POODLE Attack and Disabling SSL V3 in WSO2 Carbon 4.2.0 Based Products

Early this week Google researchers announced that they have found a bug in the SSL 3.0 protocol. The exploit could be used to intercept critical data that’s supposed to be encrypted between clients and servers.

The exploit first allows attackers to initiate a “downgrade dance” that tells the client that the server doesn’t support the more secure TLS (Transport Layer Security) protocol and forces it to connect via SSL 3.0.

From there a man-in-the-middle attack can decrypt secure HTTP cookies.

POODLE

Google calls this the POODLE (Padding Oracle On Downgraded Legacy Encryption) attack.

This means, even both your server and the client support TLS, still due to the downgrade attack, both the parties can be forced to use SSL 3.0. If any one of the party disables its support for SSL 3.0 - that will help to mitigate the attack.

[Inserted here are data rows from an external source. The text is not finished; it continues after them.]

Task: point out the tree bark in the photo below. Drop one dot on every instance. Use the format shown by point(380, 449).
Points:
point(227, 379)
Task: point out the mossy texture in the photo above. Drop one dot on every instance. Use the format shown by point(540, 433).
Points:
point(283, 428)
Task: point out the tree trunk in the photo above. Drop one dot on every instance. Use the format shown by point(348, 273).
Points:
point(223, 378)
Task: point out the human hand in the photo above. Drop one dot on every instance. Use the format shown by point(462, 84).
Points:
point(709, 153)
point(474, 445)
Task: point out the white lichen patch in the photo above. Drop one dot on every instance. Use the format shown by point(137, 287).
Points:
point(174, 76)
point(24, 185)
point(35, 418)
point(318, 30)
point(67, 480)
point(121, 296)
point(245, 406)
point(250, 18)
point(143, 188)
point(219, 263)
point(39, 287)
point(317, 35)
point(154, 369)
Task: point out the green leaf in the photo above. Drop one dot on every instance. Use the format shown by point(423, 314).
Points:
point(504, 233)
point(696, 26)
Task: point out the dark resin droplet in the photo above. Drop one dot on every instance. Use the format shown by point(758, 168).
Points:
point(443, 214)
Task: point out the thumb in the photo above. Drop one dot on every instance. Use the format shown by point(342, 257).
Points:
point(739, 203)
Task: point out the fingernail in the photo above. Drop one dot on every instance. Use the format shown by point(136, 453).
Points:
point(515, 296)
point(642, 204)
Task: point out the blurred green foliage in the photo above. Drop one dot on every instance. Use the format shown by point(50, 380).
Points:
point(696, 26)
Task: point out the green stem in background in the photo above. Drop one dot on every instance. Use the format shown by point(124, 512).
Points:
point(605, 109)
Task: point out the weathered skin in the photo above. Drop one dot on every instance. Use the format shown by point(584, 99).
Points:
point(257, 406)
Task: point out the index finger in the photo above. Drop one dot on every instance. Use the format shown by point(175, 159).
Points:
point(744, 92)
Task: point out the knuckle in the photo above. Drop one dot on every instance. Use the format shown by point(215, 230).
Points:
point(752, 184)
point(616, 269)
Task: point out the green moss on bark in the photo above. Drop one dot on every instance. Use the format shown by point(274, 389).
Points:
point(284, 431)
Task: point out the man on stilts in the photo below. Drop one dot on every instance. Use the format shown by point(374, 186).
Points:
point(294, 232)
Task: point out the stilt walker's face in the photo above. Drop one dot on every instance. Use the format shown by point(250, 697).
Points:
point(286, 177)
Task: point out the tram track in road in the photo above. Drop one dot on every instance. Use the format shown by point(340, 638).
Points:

Both Chrome and Firefox already announced that they are going to disable the SSL 3.0 support by default. Firefox 34, with SSL 3.0 disabled,  will be released on 25th November. If you want to disable SSL 3.0 on firefox now, you can use the plugin SSL Version Control.

Chrome has already issued a patch to disable SSL 3.0.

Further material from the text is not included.